Afin que je la discerne et la dise : aide-moi.
Ne reviens pas. Et donc – si tu le supportes –
sois morte chez les morts. Les morts ont fort à faire.
Aide-moi pourtant, sans dissiper tes forces,
comme m’aide parfois le plus lointain : en moi. (...)

Reiner Maria Rilke
1908


24.9.07

Vieilles douleurs et ablations 

Je bataille encore contre tes mots malheureux de juin, ta prophétie triste m'annonçant une déchéance future à te quitter, médiocrité sociale et intellectuelle, adieu voyages, vie banale sans argent, retour aux toxiques puisque je ne m'aime pas. A cause de cette colère, je piétine dans le deuil de notre histoire, je n'y trouverai peut-être jamais de suite épistolaire.

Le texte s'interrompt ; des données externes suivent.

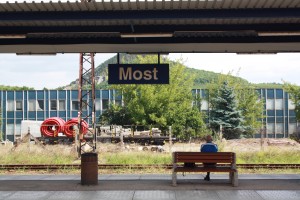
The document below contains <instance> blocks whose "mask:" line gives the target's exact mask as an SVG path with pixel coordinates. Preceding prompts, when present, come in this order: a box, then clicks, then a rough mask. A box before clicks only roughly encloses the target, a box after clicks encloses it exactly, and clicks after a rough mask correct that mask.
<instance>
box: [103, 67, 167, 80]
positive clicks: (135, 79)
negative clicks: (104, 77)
mask: <svg viewBox="0 0 300 200" xmlns="http://www.w3.org/2000/svg"><path fill="white" fill-rule="evenodd" d="M108 84H169V64H109V65H108Z"/></svg>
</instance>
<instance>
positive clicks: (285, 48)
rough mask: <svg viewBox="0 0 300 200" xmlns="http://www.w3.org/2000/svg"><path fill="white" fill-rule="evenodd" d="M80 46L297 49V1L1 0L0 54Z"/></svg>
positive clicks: (114, 50) (240, 48) (216, 0)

Une vive douleur qui ne passe pas, me met complètement ko depuis trois mois, voilà aussi pourquoi je n'écris pas, ne monte plus les marches du métro quatre à quatre, oulà non, je ne te reconnais plus là, tu as moins de joie au bistrot, la chair souffre et mérite de passer sur le billard. Rien de vraiment grave tout ça, face à, vous m'aimez toujours, et mes beaux souvenirs, mon petit garçon au sourire éclatant, l'amant si ardent, mon parcours jeté sur le marché, pour voir, revenant couronné, oui, vous valez beaucoup mieux et vous ne le saviez même pas !


10.9.07

The big 4 

Aujourd'hui je suis émue, j'ai quarante ans.
La petite voix que je pose ici me manque presque affreusement, je reviens émaciée dans la crainte ne plus savoir l'écrire et comment. Quarante ans, pour ma deuxième vie.
Parce que pendant le temps de mon absence, peine de motivation, manquements graves à mes obligations. Comme j'ai été incapable de répondre aux courriers de mes vies antérieures, tant j'ai manqué de courage pour faire signe à ceux que j'aime, pardon.